En ce qui concerne le reproche fait aux institutions d'avoir calculé la valeur normale sur la base des prix de revente du distributeur affilié de Silver au Japon, il y a lieu de constater qu'il ressort du dossier que Silver commercialise ses produits sur le marché intérieur par l'intermédiaire d'une société de distribution qu'elle contrôle économiquement et à laquelle elle confie des tâches qui relèvent normalement d'un département de vente interne à l'organisation d'un producteur.
Le partage des activités de production et de celles de vente à l'intérieur d'un groupe formé par des sociétés juridiquement distinctes ne saurait rien enlever au fait qu'il s'agit d'une entité économique unique qui exerce de cette manière des activités exercées, dans d'autres cas, par une entité qui est unique aussi du point de vue juridique.
Au vu de ces constatations, il y a lieu d'estimer que la prise en considération des prix du distributeur affilié permet d'éviter que des coûts, qui sont manifestement englobés dans le prix de vente d'un produit lorsque cette vente est effectuée par un département de vente inséré dans l'organisation du producteur, ne le soient plus lorsque la même activité de vente est exercée par une société juridiquement distincte, bien qu'économiquement contrôlée par le producteur.
Silver fait valoir ensuite que les institutions ont construit à tort la valeur normale "comme si des ventes avaient lieu sur le marché intérieur", au lieu d'établir les frais à inclure dans cette valeur en fonction de l'exportation du produit, et que la marge bénéficiaire utilisée pour la construction de la valeur normale a été obtenue en sous-estimant systématiquement les coûts.

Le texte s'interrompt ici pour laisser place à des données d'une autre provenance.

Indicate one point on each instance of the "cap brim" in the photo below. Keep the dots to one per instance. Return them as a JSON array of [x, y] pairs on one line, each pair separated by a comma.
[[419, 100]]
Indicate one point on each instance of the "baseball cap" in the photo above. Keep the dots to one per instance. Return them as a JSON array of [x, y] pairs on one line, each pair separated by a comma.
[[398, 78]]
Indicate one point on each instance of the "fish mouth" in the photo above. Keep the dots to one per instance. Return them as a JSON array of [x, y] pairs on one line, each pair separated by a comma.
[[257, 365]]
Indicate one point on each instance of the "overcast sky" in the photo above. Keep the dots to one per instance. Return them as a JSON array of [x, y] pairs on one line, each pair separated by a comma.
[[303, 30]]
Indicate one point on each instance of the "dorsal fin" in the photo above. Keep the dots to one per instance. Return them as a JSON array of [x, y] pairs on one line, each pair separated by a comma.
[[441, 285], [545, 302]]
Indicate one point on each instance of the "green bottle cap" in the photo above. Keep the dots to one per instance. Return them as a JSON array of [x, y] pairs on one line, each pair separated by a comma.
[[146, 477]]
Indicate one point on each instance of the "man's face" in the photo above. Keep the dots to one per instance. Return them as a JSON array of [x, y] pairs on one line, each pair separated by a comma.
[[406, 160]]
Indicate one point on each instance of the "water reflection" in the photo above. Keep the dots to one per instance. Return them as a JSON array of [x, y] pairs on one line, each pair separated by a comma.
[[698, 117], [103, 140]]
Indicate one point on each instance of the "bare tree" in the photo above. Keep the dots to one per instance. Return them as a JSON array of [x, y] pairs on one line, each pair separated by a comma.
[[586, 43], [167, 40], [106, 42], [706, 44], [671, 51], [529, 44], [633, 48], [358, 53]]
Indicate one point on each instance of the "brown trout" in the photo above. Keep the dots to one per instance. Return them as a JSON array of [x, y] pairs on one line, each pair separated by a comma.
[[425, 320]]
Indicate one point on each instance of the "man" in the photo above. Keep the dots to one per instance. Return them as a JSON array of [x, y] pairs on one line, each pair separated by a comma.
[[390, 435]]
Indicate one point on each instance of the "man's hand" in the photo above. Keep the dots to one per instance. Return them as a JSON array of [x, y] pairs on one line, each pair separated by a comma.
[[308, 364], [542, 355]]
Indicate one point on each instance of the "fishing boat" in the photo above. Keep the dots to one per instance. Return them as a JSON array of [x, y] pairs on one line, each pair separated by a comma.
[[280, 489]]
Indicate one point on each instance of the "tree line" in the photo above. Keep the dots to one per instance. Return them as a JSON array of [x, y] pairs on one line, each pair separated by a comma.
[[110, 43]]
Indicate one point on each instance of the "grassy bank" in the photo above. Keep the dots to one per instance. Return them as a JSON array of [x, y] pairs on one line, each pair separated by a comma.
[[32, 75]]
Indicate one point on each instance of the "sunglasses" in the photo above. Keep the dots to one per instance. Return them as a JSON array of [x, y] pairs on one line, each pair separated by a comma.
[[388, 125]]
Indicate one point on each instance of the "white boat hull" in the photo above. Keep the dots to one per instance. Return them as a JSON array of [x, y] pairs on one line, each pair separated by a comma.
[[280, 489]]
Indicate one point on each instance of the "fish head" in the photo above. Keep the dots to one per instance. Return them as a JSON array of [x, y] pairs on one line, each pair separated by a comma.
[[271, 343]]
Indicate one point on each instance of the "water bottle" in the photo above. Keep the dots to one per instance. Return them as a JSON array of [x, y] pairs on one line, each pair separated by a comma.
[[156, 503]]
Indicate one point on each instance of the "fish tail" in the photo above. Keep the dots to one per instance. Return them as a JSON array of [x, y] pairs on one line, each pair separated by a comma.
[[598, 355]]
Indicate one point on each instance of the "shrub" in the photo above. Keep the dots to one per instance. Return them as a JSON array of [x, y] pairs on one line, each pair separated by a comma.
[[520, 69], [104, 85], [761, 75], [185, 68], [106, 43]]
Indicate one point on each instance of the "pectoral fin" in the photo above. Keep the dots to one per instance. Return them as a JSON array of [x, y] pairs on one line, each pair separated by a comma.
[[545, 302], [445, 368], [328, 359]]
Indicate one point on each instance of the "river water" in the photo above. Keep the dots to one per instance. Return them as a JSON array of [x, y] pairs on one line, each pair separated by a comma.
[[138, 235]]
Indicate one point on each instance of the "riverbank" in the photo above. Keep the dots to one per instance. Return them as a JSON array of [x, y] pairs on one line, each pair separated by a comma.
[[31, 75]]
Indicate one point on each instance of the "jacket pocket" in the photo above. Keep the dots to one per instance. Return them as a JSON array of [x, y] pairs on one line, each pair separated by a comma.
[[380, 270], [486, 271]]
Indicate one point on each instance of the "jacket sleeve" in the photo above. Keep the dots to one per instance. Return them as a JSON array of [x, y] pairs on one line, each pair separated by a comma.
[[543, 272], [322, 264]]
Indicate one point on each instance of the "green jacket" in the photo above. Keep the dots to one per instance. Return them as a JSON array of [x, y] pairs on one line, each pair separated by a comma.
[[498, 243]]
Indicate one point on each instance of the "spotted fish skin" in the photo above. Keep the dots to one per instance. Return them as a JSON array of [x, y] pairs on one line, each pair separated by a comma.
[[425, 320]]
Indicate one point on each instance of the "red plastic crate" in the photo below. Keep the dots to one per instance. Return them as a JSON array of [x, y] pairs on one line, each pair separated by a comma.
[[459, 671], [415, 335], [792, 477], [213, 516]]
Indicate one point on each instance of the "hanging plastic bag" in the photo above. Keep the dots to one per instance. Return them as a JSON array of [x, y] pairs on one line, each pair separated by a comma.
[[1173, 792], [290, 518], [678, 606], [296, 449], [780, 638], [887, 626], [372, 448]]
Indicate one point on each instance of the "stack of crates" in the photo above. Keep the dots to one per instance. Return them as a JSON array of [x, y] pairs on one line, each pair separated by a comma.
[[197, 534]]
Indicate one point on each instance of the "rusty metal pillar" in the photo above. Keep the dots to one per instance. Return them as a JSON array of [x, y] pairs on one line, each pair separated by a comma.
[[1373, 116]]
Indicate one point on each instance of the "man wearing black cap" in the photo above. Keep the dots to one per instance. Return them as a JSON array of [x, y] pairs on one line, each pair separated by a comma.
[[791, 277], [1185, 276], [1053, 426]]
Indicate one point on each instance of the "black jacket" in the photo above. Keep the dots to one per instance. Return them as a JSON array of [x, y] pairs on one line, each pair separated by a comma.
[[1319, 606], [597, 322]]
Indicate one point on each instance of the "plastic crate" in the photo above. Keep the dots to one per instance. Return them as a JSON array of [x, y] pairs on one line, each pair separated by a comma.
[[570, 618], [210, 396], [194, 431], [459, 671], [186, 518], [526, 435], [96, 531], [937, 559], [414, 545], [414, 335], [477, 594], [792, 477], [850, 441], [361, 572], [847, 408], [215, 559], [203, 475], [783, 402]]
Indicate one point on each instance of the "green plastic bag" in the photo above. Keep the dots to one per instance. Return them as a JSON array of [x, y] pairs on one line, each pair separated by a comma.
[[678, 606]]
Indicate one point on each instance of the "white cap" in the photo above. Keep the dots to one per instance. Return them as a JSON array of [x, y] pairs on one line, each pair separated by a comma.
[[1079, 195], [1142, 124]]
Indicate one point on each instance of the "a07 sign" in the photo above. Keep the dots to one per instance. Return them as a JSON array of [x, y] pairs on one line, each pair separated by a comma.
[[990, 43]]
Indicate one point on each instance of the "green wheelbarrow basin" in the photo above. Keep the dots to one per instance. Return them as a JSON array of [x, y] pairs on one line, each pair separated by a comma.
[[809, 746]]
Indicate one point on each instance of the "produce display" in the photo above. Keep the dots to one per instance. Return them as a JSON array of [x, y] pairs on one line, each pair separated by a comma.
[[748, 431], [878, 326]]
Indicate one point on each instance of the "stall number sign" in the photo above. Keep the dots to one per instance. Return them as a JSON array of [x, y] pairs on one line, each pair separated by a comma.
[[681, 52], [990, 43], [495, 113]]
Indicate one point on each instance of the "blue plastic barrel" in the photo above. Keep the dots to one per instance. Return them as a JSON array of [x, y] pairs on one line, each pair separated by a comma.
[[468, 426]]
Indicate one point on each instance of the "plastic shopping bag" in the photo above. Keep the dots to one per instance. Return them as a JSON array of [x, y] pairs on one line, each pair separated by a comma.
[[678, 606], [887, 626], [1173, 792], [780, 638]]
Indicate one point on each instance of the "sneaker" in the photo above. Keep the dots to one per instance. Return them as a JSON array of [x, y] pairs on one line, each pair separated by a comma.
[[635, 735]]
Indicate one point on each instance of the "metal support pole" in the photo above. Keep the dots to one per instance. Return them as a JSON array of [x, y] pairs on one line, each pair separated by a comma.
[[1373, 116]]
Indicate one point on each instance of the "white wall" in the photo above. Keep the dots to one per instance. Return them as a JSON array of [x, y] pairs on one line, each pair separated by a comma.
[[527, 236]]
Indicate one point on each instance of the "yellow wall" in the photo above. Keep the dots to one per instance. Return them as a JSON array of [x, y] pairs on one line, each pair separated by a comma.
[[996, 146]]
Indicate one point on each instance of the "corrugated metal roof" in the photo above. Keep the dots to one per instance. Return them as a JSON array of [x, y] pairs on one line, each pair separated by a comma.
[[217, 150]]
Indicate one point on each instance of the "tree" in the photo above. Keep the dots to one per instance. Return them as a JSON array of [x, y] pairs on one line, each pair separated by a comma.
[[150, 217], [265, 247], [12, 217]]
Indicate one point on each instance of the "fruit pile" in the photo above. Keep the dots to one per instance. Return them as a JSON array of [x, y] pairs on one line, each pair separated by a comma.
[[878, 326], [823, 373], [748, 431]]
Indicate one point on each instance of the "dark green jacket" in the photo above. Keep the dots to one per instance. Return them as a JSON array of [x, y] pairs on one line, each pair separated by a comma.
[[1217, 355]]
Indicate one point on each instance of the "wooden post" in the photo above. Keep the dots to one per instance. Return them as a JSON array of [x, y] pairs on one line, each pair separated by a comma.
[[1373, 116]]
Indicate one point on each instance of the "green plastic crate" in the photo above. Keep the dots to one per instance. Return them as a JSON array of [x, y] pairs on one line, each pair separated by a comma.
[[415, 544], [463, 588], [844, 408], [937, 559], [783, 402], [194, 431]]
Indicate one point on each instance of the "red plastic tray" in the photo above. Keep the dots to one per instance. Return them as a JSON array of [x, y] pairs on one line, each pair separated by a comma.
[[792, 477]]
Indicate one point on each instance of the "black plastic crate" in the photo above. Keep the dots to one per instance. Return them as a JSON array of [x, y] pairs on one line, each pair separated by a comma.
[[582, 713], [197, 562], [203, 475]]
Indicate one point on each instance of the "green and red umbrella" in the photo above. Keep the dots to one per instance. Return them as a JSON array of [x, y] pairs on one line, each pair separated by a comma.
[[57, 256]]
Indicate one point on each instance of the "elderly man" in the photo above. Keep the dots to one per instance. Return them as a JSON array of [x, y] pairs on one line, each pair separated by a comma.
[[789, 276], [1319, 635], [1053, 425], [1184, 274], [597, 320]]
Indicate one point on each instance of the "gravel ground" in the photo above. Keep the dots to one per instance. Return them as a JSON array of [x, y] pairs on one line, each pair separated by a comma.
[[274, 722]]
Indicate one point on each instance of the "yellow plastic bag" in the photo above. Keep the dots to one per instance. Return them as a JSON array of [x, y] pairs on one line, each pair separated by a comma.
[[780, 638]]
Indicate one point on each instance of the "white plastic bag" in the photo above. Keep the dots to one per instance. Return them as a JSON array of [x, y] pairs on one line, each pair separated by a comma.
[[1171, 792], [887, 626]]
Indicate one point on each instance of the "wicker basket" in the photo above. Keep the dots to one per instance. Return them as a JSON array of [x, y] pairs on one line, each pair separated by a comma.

Quant au premier argument, il convient de rappeler que, selon l'économie du règlement n° 2176-84, la construction de la valeur normale vise à déterminer le prix de vente d'un produit tel qu'il serait si ce produit était vendu dans son pays d'origine ou d'exportation. Par conséquent, ce sont les frais afférents aux ventes sur le marché intérieur qui doivent être pris en considération.
Pour ce qui est du calcul de la marge bénéficiaire, il y a lieu de constater que, contrairement à l'opinion de Silver, les institutions n'étaient pas tenues de choisir comme "marge bénéficiaire raisonnable", au sens de l'article 2, paragraphe 3, sous b), ii), du règlement n° 2176-84, la marge bénéficiaire du producteur (Silver Seiko Limited) plutôt que celle de sa filiale de vente au Japon (Silver business machines), et pouvaient licitement retenir à cet égard les marges bénéficiaires combinées des deux sociétés. En effet, comme il a déjà été observé, les deux sociétés susmentionnées constituaient une entité économique unique.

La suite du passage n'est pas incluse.